H.R. 4528 would amend the Billfish Conservation Act of 2012 to prevent the transfer and sale of billfish caught and landed by U.S. vessels in Hawaii or the Pacific Insular Areas to the mainland United States. Under current law, billfish caught and landed in Hawaii or the Pacific Insular Areas by U.S. vessels can be sold locally or transported and sold in the mainland United States. The bill also would amend the Shark Conservation Act of 2010 to affirm that the Secretary of Commerce has the authority to regulate shark fishing under the Magnuson-Stevens Fishery Conservation and Management Act.
CBO estimates that implementing H.R. 4528 would increase revenues from civil penalties resulting from violations of the prohibition on selling billfish to the mainland United States; therefore, pay-as-you-go procedures apply. However, using information from the National Oceanic and Atmospheric Administration (NOAA), CBO estimates that the increased revenues would not be significant in any year and over the 2019-2028 period. Enacting the bill would not affect direct spending.
CBO estimates that enacting H.R. 4528 would not increase net direct spending or on-budget deficits in any of the four consecutive 10-year periods beginning in 2029.
The prohibitions in H.R. 4528 would impose a private-sector mandate as defined in the Unfunded Mandates Reform Act (UMRA).

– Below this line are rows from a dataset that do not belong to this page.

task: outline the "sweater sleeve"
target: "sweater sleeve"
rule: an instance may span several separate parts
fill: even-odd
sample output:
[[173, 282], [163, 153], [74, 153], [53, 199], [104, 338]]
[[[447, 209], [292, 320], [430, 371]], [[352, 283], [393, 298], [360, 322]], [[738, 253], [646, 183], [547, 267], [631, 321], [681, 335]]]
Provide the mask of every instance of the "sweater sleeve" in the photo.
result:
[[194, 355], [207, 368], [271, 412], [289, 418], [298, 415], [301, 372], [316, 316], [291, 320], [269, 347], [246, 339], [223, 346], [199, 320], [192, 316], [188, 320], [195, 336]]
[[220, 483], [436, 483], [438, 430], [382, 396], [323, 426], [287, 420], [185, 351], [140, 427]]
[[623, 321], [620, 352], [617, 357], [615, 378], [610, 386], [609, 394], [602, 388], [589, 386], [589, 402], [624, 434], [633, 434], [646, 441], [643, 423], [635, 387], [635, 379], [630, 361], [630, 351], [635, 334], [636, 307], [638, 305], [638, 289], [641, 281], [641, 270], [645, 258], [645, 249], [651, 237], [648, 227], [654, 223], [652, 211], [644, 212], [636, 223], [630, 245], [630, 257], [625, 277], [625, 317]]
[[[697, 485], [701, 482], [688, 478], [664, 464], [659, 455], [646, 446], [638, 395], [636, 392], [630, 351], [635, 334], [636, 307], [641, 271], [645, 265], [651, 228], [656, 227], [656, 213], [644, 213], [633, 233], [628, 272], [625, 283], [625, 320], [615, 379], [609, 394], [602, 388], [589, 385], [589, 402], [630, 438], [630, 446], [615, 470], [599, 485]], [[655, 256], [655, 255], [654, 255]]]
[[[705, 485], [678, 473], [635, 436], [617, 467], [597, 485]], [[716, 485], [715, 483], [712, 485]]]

Using information from NOAA about the value of billfish landed in Hawaii and Pacific Insular Areas, CBO estimates that the cost of the mandate would total a few million dollars or less and would fall well below the annual threshold established in UMRA for private-sector mandates ($160 million in 2018, adjusted annually for inflation).
The bill does not contain any intergovernmental mandates.
On August 17, 2017, CBO transmitted a cost estimate for S. 396, a bill to make technical amendments to certain marine fish conservation statutes, and for other purposes, as ordered reported by the Senate Committee on Commerce, Science, and Transportation on May 18, 2017. The two pieces of legislation are similar and the CBO’s estimate of the budgetary effects are the same.